We will be transforming life and work after the pandemic. But will we transform ourselves?

by Bob Schwartz

We have transformed the ways we live and work during the pandemic, like it or not. That forced transformation will be continuing for a while. In fact, it is now predicted that some of those changes, like work at home, will last long after they are needed for public health reasons.

There has also been talk about how this has transformed us personally, individually and in our relationships. There’s not much doubt that some of those changes involve psychological and emotional effects that are negative and unwelcome.

There is one more layer beneath all this. Pandemic or not, working at home or in the office, in touch in person or online, last March when it began or next March when it might be over, we are who we are, but more importantly, we can be who we can be. In the times, with all the outside transformations, we can be transformed inside. We can transform ourselves.

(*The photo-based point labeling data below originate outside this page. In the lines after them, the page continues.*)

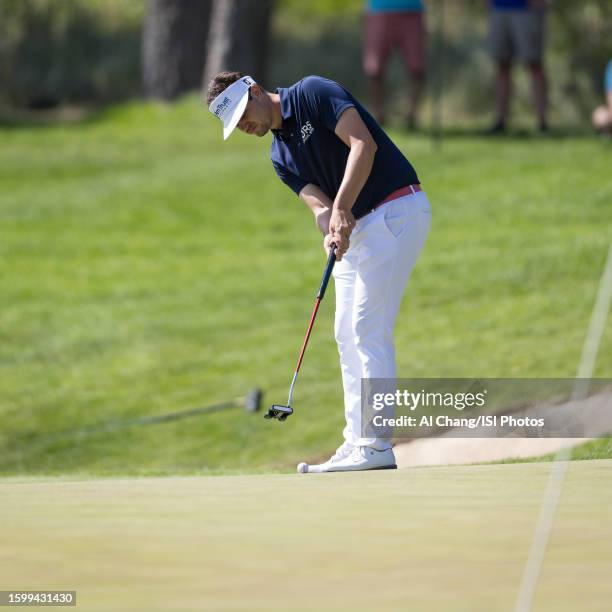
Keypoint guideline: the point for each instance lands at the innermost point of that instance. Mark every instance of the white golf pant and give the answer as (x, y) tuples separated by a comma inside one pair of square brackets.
[(370, 281)]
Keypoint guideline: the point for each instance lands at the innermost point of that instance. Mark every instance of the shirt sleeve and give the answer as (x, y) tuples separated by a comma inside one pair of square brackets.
[(329, 99), (292, 181)]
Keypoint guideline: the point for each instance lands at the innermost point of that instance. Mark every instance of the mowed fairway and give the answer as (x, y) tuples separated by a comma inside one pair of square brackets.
[(424, 539)]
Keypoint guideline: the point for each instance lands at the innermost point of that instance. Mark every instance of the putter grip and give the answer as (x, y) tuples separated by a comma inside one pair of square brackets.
[(331, 260)]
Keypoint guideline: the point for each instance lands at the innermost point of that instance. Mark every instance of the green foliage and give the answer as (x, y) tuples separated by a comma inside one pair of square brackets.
[(147, 266), (54, 52)]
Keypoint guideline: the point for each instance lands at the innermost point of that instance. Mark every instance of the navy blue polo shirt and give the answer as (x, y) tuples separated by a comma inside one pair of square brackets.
[(307, 150)]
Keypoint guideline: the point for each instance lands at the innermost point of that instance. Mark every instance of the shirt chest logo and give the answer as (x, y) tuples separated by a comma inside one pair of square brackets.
[(307, 131)]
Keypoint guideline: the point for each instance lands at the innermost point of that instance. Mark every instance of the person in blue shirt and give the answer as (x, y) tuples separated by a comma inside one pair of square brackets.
[(366, 198), (602, 115), (517, 32), (390, 25)]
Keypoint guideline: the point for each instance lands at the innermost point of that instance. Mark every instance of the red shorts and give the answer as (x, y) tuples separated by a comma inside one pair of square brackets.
[(388, 30)]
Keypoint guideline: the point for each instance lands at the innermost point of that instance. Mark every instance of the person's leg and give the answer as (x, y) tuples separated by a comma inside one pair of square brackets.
[(540, 93), (412, 41), (344, 280), (503, 89), (501, 46), (376, 48), (390, 247), (528, 29)]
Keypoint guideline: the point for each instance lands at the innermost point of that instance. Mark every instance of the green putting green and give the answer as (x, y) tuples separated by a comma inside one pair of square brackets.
[(451, 539)]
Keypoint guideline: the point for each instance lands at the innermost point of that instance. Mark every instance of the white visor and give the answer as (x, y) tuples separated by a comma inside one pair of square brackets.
[(229, 105)]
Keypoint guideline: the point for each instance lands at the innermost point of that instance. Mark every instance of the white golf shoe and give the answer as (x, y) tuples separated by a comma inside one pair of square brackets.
[(359, 458)]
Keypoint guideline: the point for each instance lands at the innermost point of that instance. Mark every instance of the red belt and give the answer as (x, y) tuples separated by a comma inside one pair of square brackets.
[(398, 193)]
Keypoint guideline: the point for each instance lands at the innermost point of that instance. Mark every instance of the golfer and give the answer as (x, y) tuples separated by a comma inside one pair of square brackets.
[(366, 198)]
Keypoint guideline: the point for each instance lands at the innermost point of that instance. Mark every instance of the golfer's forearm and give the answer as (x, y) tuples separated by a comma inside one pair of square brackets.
[(319, 204), (358, 168)]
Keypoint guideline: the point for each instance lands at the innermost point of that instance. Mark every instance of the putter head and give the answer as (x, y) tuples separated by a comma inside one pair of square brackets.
[(252, 402), (278, 412)]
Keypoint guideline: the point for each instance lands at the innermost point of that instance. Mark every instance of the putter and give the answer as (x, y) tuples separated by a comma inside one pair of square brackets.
[(277, 411)]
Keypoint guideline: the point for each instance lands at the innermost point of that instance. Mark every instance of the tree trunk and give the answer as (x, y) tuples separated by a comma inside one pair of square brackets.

How? Why? In what ways? There are thousands of guides, from massive religious traditions to smaller philosophical and psychological practices to individual books and teachers.

This extreme moment, extreme in many ways, has given us an opportunity rarely seen. We can’t go back and we can’t stand still. So, paying the price of cataclysm, we might as well do a complete assessment of how things are and who we are. And make of it and ourselves what we can. It doesn’t look like it right now, but this might be paradise, if we are brave enough to be the ones who live there.